Constitution Act, 1867

The Constitution Act, 1867 is part of the Constitution of Canada and thus part of the supreme law of Canada.[1] It was the product of extensive negotiations between the provinces of British North America at the Charlottetown Conference in 1864, the Quebec Conference in 1864, and the London Conference in 1866.[2][3] Those conferences were followed by consultations with the British government in 1867.[4] The Act sets out the constitutional framework of Canada, including the structure of the federal government and the powers of the federal government and the provinces. Originally enacted in 1867 by the British Parliament under the name the British North America Act, 1867,[5] in 1982 the Act was brought under full Canadian control through the Patriation of the Constitution, and was renamed the Constitution Act, 1867.[6] Since Patriation the Act can only be amended in Canada, under the amending formula set out in the Constitution Act, 1982.[7]

Text of section 36

Section 36 reads:

Voting in Senate
36 Questions arising in the Senate shall be decided by a Majority of Voices, and the Speaker shall in all Cases have a Vote, and when the Voices are equal the Decision shall be deemed to be in the Negative.[8]

Section 36 is found in Part IV of the Constitution Act, 1867, dealing with the federal legislative power. It has not been amended since the Act was enacted in 1867.

Purpose and interpretation

This section provides the Speaker of the Senate with a "deliberative vote". The Speaker, like any other member of the Senate, can vote on any matter before the Senate.
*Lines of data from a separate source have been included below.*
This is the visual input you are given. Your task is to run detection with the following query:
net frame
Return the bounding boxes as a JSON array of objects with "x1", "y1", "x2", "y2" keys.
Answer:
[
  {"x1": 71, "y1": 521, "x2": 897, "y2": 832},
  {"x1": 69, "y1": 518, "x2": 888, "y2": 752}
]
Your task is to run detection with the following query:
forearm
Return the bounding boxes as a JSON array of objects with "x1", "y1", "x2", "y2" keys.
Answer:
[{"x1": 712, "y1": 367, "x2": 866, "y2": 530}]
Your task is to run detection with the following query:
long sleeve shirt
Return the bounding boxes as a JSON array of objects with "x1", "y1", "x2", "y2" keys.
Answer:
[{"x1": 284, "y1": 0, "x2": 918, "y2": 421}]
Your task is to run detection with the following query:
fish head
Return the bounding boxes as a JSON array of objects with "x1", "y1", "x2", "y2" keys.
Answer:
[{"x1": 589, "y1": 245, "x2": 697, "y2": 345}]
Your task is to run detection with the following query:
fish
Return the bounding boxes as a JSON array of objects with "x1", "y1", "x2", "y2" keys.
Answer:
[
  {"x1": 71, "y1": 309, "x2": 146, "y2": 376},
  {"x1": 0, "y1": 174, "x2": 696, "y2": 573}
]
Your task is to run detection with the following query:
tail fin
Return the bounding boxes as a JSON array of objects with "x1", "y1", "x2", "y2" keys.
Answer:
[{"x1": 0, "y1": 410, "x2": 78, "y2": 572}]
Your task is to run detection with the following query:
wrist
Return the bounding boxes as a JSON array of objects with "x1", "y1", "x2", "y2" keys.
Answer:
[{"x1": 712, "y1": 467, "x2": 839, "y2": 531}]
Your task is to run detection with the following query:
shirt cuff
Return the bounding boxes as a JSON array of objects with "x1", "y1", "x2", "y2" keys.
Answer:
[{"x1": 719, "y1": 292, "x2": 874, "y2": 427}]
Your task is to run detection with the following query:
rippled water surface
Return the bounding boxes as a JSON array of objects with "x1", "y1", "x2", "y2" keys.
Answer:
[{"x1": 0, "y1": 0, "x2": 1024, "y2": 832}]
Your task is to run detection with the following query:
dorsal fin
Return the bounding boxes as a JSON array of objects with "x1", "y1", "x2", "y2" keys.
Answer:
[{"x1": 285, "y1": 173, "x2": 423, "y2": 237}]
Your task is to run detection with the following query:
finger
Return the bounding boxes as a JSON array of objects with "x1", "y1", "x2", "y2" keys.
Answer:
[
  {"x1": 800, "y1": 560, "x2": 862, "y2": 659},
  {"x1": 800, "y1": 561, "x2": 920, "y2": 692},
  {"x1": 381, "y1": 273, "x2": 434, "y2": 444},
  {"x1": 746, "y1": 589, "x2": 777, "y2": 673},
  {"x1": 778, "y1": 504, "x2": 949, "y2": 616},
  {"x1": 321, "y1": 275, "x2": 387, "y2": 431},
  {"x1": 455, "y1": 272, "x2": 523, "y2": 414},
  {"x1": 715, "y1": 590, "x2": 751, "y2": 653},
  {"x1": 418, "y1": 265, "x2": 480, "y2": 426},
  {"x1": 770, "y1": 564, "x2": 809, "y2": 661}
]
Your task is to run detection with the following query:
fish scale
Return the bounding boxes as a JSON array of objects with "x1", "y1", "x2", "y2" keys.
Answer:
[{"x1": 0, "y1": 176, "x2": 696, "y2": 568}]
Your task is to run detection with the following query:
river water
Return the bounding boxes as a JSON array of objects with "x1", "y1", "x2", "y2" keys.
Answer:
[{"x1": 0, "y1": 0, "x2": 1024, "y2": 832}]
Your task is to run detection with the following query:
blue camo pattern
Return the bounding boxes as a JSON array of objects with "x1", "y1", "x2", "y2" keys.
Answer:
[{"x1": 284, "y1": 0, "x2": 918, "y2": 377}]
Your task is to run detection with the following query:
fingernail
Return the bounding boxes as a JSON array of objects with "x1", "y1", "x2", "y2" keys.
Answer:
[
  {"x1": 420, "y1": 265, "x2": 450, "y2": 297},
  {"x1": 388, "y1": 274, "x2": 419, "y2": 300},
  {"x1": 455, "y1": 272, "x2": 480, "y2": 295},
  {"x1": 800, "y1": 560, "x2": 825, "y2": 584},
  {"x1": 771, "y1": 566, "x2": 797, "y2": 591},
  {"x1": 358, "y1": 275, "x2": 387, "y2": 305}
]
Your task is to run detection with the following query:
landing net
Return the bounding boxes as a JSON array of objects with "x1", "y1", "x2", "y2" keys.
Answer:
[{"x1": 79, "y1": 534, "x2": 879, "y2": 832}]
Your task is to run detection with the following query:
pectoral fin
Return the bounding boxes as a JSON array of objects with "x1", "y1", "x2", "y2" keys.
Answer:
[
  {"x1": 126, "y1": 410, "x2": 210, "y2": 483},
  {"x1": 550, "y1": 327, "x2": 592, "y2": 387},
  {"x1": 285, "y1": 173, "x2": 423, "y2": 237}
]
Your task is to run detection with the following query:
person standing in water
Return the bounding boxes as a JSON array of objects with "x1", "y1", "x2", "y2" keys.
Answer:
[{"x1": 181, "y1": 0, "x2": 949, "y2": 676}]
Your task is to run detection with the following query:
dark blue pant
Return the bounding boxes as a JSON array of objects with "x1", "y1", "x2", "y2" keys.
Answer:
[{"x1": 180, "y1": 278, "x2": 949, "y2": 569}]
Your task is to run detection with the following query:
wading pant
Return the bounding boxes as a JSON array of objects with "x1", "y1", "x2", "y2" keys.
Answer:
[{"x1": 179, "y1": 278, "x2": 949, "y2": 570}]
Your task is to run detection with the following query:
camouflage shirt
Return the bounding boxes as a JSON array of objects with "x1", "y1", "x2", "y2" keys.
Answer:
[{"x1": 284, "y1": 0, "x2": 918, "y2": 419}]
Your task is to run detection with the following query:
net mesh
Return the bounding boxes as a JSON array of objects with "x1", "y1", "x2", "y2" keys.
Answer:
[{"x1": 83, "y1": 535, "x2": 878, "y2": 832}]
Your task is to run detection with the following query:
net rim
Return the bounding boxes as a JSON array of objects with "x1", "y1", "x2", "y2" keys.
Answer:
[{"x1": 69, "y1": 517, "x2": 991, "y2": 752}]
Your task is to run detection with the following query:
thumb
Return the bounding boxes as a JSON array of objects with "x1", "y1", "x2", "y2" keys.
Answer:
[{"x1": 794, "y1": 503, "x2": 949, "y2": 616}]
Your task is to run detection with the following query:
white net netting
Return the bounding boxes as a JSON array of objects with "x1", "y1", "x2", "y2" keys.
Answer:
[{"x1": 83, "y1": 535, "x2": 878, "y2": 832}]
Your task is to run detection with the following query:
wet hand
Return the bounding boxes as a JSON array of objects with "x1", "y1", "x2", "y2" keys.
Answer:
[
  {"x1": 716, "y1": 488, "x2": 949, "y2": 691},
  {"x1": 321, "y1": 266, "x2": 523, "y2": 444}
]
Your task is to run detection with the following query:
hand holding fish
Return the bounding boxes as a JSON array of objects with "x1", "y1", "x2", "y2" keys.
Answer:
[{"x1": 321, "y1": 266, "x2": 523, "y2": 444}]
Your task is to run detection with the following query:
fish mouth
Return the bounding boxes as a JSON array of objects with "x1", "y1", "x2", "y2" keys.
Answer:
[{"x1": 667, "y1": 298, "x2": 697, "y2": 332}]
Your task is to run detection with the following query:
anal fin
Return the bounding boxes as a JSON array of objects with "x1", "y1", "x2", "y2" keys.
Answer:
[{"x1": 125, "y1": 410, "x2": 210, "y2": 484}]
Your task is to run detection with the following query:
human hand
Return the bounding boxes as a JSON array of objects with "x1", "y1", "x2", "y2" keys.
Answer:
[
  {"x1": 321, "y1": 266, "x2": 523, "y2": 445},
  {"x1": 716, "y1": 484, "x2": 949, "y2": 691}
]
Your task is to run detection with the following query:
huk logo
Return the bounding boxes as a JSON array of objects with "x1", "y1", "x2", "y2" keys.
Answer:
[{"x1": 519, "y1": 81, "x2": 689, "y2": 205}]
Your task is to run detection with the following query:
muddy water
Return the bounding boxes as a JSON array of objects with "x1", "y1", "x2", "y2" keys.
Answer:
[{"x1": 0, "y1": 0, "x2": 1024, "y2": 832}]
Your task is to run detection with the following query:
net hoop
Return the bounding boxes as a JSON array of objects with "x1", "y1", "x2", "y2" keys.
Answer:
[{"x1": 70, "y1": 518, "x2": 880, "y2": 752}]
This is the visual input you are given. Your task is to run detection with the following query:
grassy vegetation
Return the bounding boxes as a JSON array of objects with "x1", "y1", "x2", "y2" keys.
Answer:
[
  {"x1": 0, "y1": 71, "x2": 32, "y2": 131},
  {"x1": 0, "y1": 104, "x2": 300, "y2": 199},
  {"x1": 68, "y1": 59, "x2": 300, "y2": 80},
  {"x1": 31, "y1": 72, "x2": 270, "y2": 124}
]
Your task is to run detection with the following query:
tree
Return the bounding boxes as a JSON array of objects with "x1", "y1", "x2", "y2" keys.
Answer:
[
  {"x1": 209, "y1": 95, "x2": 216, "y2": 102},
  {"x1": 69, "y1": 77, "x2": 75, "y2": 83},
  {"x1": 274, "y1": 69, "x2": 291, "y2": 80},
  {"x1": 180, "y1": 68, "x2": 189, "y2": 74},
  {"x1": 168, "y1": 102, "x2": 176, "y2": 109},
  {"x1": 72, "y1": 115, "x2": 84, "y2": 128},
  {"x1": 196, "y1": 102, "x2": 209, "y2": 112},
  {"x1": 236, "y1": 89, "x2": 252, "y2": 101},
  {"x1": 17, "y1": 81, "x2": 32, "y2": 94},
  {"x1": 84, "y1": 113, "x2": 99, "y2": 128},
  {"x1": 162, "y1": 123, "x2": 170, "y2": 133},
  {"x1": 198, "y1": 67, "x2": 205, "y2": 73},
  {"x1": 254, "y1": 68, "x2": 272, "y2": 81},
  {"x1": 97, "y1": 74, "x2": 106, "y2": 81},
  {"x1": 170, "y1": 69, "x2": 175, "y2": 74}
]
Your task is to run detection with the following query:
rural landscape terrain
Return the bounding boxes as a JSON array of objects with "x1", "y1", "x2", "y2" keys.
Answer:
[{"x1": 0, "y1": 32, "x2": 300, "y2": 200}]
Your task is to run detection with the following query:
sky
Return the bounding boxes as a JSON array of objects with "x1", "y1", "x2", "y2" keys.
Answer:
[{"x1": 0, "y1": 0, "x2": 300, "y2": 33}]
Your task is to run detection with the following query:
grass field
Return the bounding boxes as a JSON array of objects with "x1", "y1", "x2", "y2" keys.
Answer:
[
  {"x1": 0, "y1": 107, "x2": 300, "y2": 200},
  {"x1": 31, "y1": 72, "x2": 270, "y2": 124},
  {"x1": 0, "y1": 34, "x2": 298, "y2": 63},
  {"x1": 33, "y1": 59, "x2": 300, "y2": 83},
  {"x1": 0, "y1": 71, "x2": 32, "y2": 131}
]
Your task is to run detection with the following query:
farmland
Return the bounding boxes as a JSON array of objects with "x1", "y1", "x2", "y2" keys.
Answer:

In the event of a tied vote, the matter is defeated. The Speaker does not have a "casting vote" to resolve a tie.[9]

This provision is modelled on the voting practice in the British House of Lords, where the Lord Chancellor had the right to vote on any matter, with a tie resulting in the defeat of the matter. This practice continues after the reforms to the House of Lords, with the Lord Speaker having a deliberative vote.[10][11]

Tied votes are rare in the Senate, but they do occur.[9] One notable example occurred in 1991, with Bill C-43 of 1990, relating to abortion. In 1988, the Supreme Court of Canada had held in R v Morgentaler that the abortion provisions of the Criminal Code were unconstitutional. Bill C-43, introduced by the Progressive Conservative government of Brian Mulroney, would have recriminalised abortions in certain cases. The bill passed the House of Commons on May 29, 1990 on a free vote (140 to 130), but was defeated in the Senate on January 31, 1991 on a tie vote (43 to 43).[12] Speaker Guy Charbonneau did not vote on the bill.[13]

The deliberative vote of the Speaker of the Senate is different from the casting vote of the Speaker of the House of Commons, who only votes in the case of a tie.[14]

Section 49 of the Act provides that the Speaker of the House of Commons only votes in the case of a tie.